Gemma grinned. “They skyrocketed so much that I was put in charge of the entire tutoring program. I started to require that anyone who works for me must work out with the boys. It’s been so successful the university officially said that physical training was to be added to the requirement of being hired as a tutor for the athletes.”
They were sitting in the car, he’d turned off the engine, and Gemma let out her breath. She’d never told anyone that story before. She’d tried to, but no one would listen. When the professors and her fellow graduate students had congratulated her on her ingenious program of working out with the athletes, Gemma always said it had been the boys’ idea. But no one believed her. When she’d insisted, they’d turned away. Her colleagues and the professors didn’t want to believe that the inhabitants of the athletic department could think. To them, thinking football players were too much like Planet of the Apes come alive.
Turning, she looked at Colin. His arm muscles were bulging inside his shirt. He was an athlete who listened and understood. Brains and brawn together—her dream man.
“I think you did a good job,” he said. “And I’m impressed that you could really look at yourself. Not many people can do that.” He nodded his approval and smiled at her in a way that made Gemma’s skin grow warm.
“What do you want to do now?” he asked. “Besides eat, that is?”
Gemma looked out the window at the front of the big Frazier house. It was an unusual structure. It seemed to have been built in sections over the years, and none of them quite matched. She looked back at Colin. “Would your family think
it horribly rude of me if I moved into the guesthouse today? I’d really like to get started on the research. Remember what I was reading that first day?”
“Sure,” he said. “You were sprawled on the floor with lots of colored pens.”
“You and Kirk! What is it about my pens that so intrigues you men?”
“I think he was jealous; I was intrigued. You’re an artistic scholar.” Colin opened his car door. “You’ll be happy to know that I anticipated what you were going to say. This afternoon while you were sleeping off Tris’s drugs, I made some calls. Lanny sent you a car. It’s a one-year-old Volvo with very low mileage. That sound okay?”
“Perfect.”
“Mom had Shamus move your suitcase to the guesthouse, and Rachel packed your refrigerator.”
“That sounds heavenly,” Gemma said. She had her hand on the door handle. “Have you ever heard of something called a Hare-whistle?”
“Not that I remember. Is that what you were reading about? Your ‘love, tragedy, and magic’?”
“Yes,” she said, impressed that he remembered what she’d said. “That word has stayed in my head. It keeps rattling around in there.”
“Through everything? Isla and Kirk? Playing cheerleader with me? Through Tristan pouncing on you?”
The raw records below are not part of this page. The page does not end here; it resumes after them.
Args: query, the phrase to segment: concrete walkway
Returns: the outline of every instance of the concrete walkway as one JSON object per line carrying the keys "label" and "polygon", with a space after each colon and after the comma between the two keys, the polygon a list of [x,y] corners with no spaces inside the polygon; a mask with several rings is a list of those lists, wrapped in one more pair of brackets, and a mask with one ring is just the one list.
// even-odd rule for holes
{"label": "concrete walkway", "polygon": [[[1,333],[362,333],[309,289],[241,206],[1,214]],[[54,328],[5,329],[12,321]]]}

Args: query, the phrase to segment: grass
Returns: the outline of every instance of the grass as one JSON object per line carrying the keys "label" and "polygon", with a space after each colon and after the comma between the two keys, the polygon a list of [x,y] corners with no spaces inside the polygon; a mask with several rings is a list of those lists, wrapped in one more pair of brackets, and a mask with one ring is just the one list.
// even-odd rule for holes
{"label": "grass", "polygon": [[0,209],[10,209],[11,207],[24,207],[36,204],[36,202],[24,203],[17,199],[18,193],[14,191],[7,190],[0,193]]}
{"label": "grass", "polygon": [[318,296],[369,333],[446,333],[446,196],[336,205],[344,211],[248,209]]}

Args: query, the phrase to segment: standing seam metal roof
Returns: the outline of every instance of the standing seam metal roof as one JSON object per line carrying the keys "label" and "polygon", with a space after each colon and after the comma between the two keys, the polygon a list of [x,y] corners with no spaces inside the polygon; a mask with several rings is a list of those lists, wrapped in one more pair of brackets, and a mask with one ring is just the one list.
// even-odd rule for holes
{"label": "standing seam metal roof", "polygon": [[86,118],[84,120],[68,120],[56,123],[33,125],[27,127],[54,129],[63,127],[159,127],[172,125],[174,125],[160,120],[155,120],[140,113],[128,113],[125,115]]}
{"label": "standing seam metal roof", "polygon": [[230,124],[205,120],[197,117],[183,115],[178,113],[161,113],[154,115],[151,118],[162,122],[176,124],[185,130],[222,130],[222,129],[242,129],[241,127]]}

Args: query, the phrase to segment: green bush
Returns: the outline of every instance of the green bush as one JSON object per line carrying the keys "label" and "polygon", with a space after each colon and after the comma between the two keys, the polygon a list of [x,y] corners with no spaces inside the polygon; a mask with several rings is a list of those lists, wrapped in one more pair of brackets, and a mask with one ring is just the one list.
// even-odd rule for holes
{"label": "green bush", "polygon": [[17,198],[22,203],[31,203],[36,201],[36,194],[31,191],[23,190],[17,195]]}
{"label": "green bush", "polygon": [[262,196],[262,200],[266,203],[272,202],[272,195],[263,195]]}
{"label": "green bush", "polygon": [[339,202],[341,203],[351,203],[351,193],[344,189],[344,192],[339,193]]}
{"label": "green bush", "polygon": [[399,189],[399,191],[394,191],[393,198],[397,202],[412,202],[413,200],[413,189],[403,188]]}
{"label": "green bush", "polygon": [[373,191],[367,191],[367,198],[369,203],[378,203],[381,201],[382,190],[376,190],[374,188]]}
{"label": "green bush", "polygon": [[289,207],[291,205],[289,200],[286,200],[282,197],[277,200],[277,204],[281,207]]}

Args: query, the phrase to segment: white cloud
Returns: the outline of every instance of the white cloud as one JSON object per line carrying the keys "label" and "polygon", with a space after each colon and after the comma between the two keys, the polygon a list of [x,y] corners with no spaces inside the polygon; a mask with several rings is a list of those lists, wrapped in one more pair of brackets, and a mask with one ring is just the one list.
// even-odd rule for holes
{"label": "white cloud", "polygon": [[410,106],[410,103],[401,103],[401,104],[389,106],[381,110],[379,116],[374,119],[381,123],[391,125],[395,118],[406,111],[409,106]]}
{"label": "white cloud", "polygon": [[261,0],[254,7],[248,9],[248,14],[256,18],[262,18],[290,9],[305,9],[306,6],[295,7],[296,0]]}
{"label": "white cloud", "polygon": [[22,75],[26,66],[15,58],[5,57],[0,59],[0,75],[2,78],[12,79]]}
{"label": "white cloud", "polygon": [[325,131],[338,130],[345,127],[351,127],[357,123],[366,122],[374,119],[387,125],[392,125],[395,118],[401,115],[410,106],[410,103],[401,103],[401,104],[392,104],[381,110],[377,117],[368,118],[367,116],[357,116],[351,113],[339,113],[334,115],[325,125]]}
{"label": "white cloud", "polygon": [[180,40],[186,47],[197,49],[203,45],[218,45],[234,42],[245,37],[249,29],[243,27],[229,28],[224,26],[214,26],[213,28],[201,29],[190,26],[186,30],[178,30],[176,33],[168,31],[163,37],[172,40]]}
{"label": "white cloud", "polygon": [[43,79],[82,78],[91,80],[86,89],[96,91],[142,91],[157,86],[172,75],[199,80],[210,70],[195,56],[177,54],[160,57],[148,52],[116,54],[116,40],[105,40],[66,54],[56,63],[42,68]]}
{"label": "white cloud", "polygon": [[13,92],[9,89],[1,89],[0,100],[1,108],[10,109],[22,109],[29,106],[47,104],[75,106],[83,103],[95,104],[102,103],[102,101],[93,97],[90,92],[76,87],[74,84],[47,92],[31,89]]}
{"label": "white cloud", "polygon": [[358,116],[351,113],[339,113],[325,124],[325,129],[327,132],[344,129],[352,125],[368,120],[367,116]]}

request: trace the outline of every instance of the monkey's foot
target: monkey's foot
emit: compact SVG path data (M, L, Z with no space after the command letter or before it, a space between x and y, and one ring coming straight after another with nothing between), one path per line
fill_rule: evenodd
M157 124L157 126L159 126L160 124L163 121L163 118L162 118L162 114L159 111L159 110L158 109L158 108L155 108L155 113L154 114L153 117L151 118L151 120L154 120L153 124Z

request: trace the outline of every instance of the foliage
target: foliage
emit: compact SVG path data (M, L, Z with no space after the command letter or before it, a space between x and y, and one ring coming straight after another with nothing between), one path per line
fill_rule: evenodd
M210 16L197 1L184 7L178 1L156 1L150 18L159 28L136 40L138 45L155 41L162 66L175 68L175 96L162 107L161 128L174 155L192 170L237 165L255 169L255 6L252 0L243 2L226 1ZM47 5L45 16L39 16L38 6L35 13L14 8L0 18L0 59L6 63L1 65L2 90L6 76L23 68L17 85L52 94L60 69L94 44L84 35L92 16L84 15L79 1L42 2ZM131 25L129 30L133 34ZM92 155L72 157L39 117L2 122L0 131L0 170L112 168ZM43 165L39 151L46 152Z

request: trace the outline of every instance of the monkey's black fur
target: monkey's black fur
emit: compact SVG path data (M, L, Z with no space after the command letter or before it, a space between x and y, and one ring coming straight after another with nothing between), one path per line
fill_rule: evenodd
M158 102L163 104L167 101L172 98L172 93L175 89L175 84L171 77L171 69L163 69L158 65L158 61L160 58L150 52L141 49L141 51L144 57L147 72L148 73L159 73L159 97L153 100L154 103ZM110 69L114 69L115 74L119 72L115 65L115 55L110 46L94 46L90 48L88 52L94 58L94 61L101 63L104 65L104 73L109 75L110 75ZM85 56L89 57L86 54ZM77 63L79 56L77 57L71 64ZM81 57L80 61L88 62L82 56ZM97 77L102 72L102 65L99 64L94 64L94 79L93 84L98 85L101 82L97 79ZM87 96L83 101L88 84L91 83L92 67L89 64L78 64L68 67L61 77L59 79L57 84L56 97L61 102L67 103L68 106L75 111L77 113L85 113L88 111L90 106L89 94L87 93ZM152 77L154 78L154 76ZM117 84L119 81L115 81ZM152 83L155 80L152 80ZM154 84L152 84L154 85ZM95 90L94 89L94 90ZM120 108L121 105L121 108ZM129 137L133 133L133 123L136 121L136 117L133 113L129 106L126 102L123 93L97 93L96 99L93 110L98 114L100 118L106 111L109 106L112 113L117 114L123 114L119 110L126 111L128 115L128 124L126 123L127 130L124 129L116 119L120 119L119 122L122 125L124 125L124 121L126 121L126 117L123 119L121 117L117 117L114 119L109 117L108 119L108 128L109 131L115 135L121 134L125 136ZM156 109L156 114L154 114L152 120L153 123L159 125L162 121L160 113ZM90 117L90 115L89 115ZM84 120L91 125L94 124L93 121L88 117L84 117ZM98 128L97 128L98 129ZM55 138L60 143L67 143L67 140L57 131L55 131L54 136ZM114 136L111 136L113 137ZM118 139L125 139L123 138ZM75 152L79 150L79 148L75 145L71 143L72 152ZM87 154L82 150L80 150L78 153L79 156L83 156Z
“Unfortunately, it wasn’t anything like a pounce,” she said, but Colin was already outside. She watched him walk around the car. The truth was, Gemma wanted to stay in the guesthouse so she’d be farther away from Colin. She had never been so attracted to a man in her life!
There wasn’t anything about him that she disliked. In fact, if she entered everything she’d ever wanted in a man into a computer, Colin Frazier would be what came out. Maybe it came from years of being around football players, but she really liked big men. She’d also grown to favor men who did things. Her colleagues, who spent their days reading and debating about things that had happened centuries ago, had come to bore her. But her students, more than a hundred of them over the years, only let her lecture so long, then they plunged into something physical—and she joined them. It had been a genuine challenge for her to teach something like iambic pentameter while she was slamming away at a hanging bag while wearing sixteen-ounce boxing gloves.